Most developers won’t have their own eshop system, right? True.

First of all, most mobile games are free anyway. So no digital shop needed. Though AdMob (from Google) is perhaps the best ad provider, there are many others reputable ones that do not require your game to be on the Play Store.

Second of all, it has become relatively easy to set up one of those. If you’re just starting out, you don’t need a digital shop as you won’t actually make much money. If you are experienced, with lots of big popular games under your belt, you surely have the resources to do this yourself. (And if not that, to make demands of the App Store. All the popular games don’t need to follow their policies, and blatantly so.)

Thirdly, many developers use their free mobile games to market other things they actually sell. They’ll make a few fun games—free, no ads, nothing—that constantly link or advertise their big PC game on Steam. They’ll make a game to illustrate they can tell stories, then sell their book.

Conclusion

Hopefully, this article

  • Was a succinct explanation of why the App Store / Play Store suck and should be fought. (There’s obviously way more to say, more examples to give, more evidence to provide, etcetera. But make the article any longer and nobody reads it.)
  • Gave ideas on how to do so and answered the most common criticisms of such approaches.
  • And explained why you cannot find all my (Pandaqi’s) mobile games on any App Store anymore.

Do not fret.
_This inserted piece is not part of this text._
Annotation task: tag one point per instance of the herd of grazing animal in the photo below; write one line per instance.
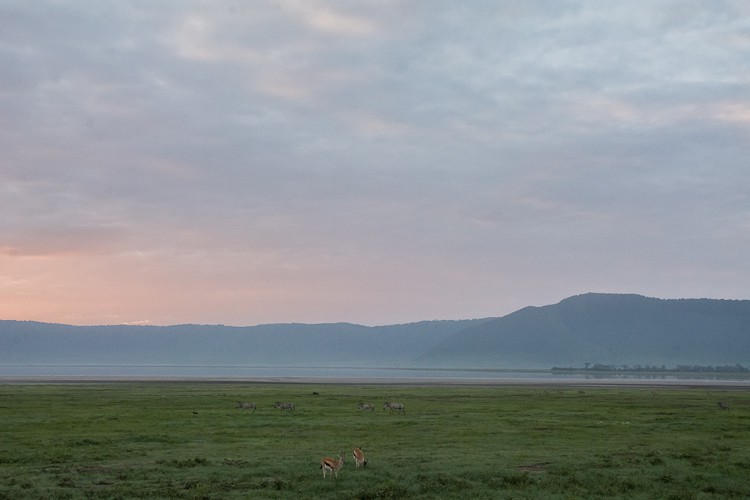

You can find all my mobile games on itch.io, for free, no ads ;) I guarantee that I collect no data and never will. That privacy policy thing is a waste of time and effort in all possible ways.
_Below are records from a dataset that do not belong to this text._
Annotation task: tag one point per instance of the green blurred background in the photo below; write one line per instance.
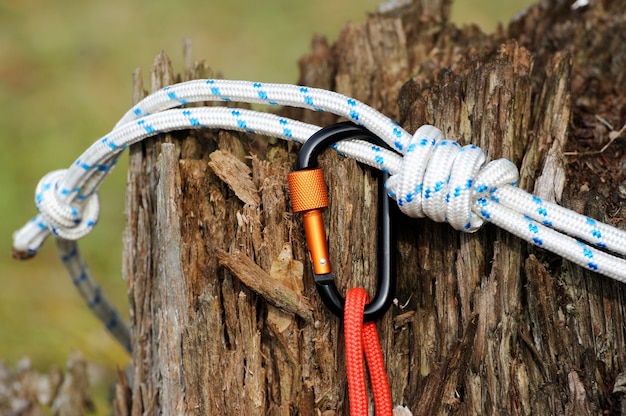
(65, 79)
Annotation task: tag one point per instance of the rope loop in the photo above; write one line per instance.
(59, 215)
(441, 180)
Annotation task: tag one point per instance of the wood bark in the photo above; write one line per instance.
(225, 317)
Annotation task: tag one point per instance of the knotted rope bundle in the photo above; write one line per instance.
(430, 176)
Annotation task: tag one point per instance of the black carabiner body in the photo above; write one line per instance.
(314, 227)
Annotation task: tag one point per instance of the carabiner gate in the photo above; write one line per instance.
(309, 196)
Heck, you can even find the source code for all my games in my public GitHub repositories. Check my statements for yourself. Or build the game yourself, deploy it on your own phone, I don’t care.
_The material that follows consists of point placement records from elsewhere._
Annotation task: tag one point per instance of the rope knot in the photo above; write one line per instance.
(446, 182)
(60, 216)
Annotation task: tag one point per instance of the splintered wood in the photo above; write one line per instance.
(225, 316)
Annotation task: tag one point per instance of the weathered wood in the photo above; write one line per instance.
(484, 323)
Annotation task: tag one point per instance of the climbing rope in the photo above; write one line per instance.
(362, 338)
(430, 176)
Just don’t give the App Stores any more than they already have. We’ve given them a finger, they’ve taken the hand, and the past 5+ years they’ve basically taken the entire body.

I’m currently researching more ways to circumvent this and make the mobile (gaming) ecosystem more open and healthy. I might have found a few things, but I’m not sure yet. You’ll hear about this when I have something concrete.